Tuesday, June 4, 2013
The Canadian Government intends to eliminate the tax benefits that arise from taxing trusts and certain estates at graduated rates.
Graduated rate taxation is provided under the federal tax rules that apply to individuals and certain trusts and estates. The level of taxable income determines the tax rate applied. For 2013, the rates are 15 percent on the first CAD43,561 (USD42,122) of taxable income, 22 percent on taxable income up to CAD87,124, 26 percent on taxable income up to CAD135,054, and 29 percent on taxable income over CAD135,054.
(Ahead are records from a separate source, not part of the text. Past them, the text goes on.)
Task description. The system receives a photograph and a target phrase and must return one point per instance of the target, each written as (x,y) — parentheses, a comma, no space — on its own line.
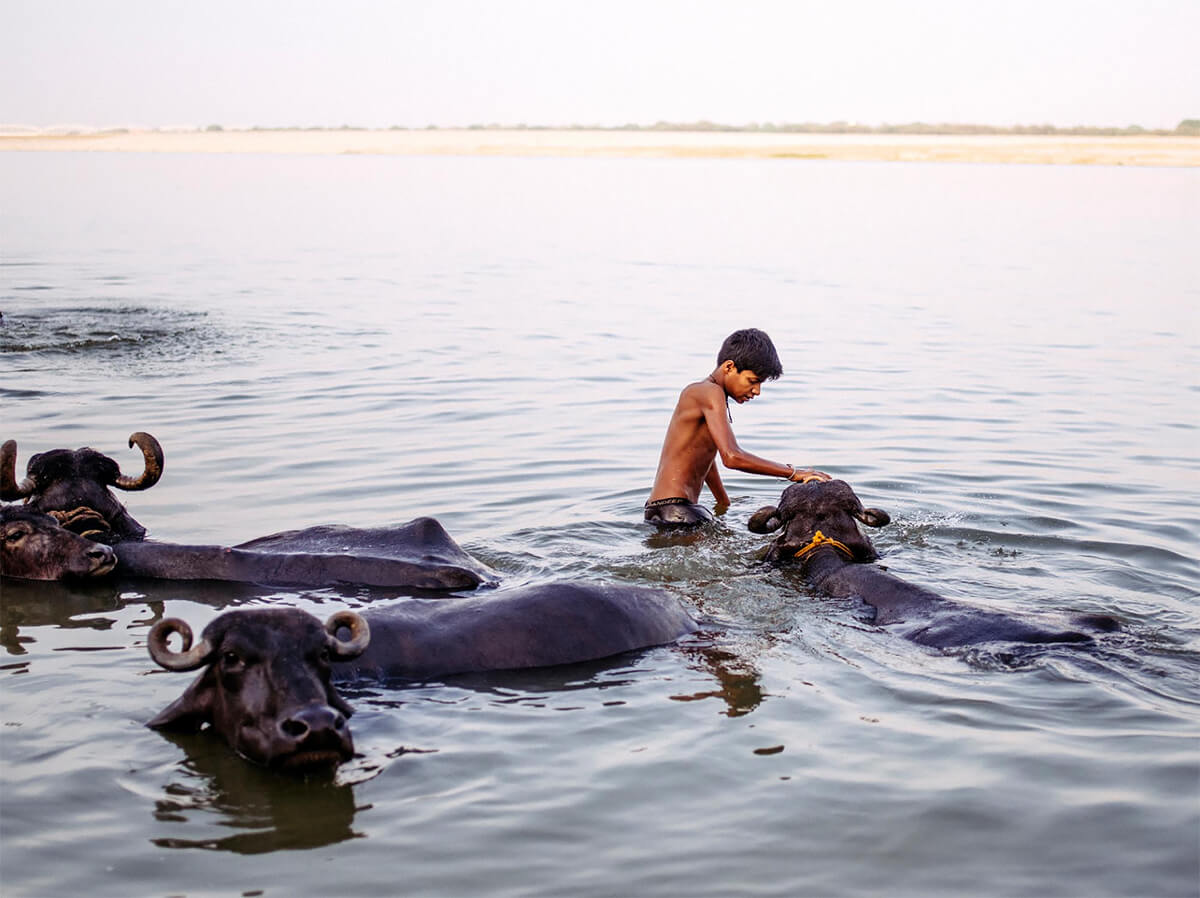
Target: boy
(700,429)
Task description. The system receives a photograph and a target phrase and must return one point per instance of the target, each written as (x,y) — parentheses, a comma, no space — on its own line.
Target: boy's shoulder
(701,393)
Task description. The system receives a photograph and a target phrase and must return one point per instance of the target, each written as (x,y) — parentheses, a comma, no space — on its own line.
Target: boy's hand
(803,476)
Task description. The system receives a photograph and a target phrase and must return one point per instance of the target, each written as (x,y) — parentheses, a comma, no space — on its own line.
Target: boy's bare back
(700,429)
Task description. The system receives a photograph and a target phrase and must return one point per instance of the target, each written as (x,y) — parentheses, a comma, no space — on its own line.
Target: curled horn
(189,658)
(360,635)
(153,454)
(9,488)
(765,520)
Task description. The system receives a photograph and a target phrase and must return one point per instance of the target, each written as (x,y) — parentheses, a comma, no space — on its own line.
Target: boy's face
(741,385)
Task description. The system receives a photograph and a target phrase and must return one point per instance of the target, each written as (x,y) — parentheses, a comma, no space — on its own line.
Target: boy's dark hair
(751,348)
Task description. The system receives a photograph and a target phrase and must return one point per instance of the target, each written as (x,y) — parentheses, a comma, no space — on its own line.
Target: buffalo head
(72,485)
(265,688)
(36,546)
(804,509)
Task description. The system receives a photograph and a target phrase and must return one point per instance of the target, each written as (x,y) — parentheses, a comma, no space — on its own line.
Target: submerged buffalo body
(73,486)
(415,555)
(36,546)
(820,533)
(267,687)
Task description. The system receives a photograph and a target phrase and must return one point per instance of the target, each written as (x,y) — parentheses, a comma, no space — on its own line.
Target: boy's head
(751,348)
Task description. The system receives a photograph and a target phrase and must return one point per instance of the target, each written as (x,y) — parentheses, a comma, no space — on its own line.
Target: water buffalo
(267,681)
(821,534)
(72,485)
(36,546)
(417,555)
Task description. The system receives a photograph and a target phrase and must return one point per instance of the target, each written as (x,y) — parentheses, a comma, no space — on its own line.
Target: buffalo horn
(360,635)
(9,488)
(153,454)
(765,520)
(189,658)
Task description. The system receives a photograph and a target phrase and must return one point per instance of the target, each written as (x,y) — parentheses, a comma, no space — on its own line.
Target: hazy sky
(414,63)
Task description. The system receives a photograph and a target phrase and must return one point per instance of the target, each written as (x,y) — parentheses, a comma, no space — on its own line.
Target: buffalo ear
(874,518)
(765,520)
(190,711)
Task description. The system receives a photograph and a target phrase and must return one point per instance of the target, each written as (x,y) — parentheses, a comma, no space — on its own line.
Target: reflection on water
(268,812)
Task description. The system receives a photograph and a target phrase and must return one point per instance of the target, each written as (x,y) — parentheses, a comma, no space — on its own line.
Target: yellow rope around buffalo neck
(821,539)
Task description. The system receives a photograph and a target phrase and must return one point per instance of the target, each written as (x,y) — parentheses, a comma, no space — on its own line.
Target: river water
(1002,357)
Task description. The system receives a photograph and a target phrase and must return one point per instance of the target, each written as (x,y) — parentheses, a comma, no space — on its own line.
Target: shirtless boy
(700,430)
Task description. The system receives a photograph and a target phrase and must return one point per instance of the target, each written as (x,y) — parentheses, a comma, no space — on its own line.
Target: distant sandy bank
(1150,150)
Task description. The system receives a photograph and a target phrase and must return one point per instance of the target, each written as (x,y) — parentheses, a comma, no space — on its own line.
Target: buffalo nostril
(294,728)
According to the Government, some taxpayers are using estates and trusts to obtain unintended tax advantages. It says that eliminating these graduated rates will ensure increased fairness and neutrality in the federal income tax system, and address the potential growth in tax planning involving existing rules and the associated impact on the tax base.
A flat top-rate tax will be applied in the case of grandfathered inter vivos trusts and trusts created by will. In the case of estates, a flat top-rate tax will be applied after a reasonable period of administration. The proposed changes will not impact on the preferred beneficiary election rules that apply to trusts for the disabled, the rules that apply to trusts for minor children or the rollover rules that apply on the death of a spouse or common-law partner.
The closing date for the submission of comments on the proposals is December 2.